Danielle Prostrollo and Don Allen
This past Memorial Day, Danielle and I had the privilege of attending the service at the Cambridge American Cemetery and Memorial at Madingley. The cemetery itself is beautifully cared for and the service a fitting tribute to those who rest there.
The service included remarks from Suzie Harrison, cemetery superintendent Rich Cobb, Her Majesty’s Lord Lieutenant of Cambridgeshire Julie Spence, Chaplain Wright, and Major General Timothy G Fay. They spoke of the relationship between America and Great Britain as one of strength and affection.
To commemorate the 75th anniversary of the Friendly Invasion a plane from RAF Lakenheath completed a flyby, with another plane flying over the cemetery to drop poppy petals. Those in attendance watched silently as the petals fluttered over the grave sites.
Reflecting on Memorial Day:
Danielle: Being in East Anglia, it continues to resonate with me just what impact the American airmen had, not just on the War but continuing in the area. It is clear that while the British forces had been fighting long before America joined the war, the locals embraced the ‘friendly invasion’ and that fondness has resonated through the years – so many times I’ve sat waiting for the bus only to strike up a conversation with a local about how their mom used to go to all the dances at the American airfields or how the American’s always had a piece of candy to give the kids. This is the kind of American I hope to be, one that can help create happy and contented memories even in the most uncomfortable or scary of times.

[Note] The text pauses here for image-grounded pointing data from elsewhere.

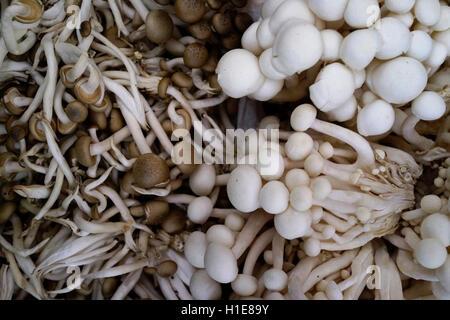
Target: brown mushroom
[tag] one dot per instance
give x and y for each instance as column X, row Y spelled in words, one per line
column 82, row 151
column 158, row 26
column 190, row 11
column 195, row 55
column 149, row 170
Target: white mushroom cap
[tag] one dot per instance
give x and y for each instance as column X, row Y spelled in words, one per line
column 292, row 224
column 312, row 247
column 301, row 198
column 243, row 188
column 203, row 179
column 430, row 203
column 361, row 13
column 202, row 287
column 303, row 117
column 220, row 234
column 266, row 66
column 443, row 274
column 399, row 6
column 328, row 10
column 428, row 106
column 275, row 279
column 298, row 146
column 297, row 47
column 195, row 248
column 427, row 12
column 274, row 197
column 331, row 44
column 436, row 226
column 443, row 37
column 296, row 177
column 265, row 35
column 200, row 209
column 320, row 187
column 375, row 118
column 359, row 47
column 249, row 41
column 238, row 73
column 421, row 45
column 395, row 38
column 444, row 19
column 290, row 9
column 438, row 55
column 245, row 285
column 345, row 111
column 220, row 263
column 268, row 90
column 270, row 163
column 333, row 86
column 399, row 80
column 430, row 253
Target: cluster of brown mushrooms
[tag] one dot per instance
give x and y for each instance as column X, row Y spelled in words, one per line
column 97, row 97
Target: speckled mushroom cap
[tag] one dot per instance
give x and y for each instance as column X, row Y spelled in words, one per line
column 150, row 170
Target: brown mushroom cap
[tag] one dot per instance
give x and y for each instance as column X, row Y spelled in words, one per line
column 150, row 170
column 158, row 26
column 190, row 11
column 7, row 208
column 76, row 111
column 83, row 152
column 34, row 13
column 195, row 55
column 182, row 80
column 222, row 22
column 200, row 30
column 166, row 268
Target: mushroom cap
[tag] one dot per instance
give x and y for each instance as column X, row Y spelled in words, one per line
column 395, row 38
column 245, row 285
column 82, row 151
column 375, row 118
column 332, row 41
column 427, row 12
column 202, row 180
column 421, row 45
column 428, row 106
column 150, row 170
column 275, row 279
column 158, row 26
column 328, row 10
column 220, row 234
column 430, row 253
column 436, row 226
column 361, row 13
column 303, row 117
column 200, row 209
column 359, row 47
column 203, row 287
column 238, row 73
column 243, row 188
column 195, row 248
column 333, row 86
column 398, row 81
column 292, row 224
column 220, row 263
column 298, row 146
column 190, row 11
column 195, row 55
column 297, row 47
column 274, row 197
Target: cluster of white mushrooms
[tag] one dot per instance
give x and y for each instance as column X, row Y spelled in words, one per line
column 98, row 98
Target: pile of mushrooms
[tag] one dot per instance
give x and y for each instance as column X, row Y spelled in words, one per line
column 101, row 193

Don: I got particularly emotional with Maj. General Fay’s remarks. He spoke of the bond between America and the United Kingdom that was forged in WWII and the enduring friendship between our two nations. It was when he spoke of the soldiers who had written their names into the ceiling of the Eagle Pub in Cambridge that I was most affected. Both American and British soldiers are represented on that ceiling, not all of who made it home. Sitting next to all those graves of Americans who had made the ultimate sacrifice, it made me think of the 3,812 who were buried there, and the 5,127 names on the Wall of the Missing, and I am unashamed to say I cried. These heroes, the vast majority of whom were a decade younger than I am now, died so that I could live in the world I do today. The event also reminded me of how few of the heroes who lived through the war are still with us. It is now 2017, and even the youngest of them are now in their 90s. So it is more important than ever, when you come across a WWII veteran, to thank them for their service. To let them know that their heroism, their sacrifice and those of their comrades are not, and never will be, forgotten. They, along with their UK counterparts and fellow soldiers from many different countries, made the world a better place. And I thank them with all my heart.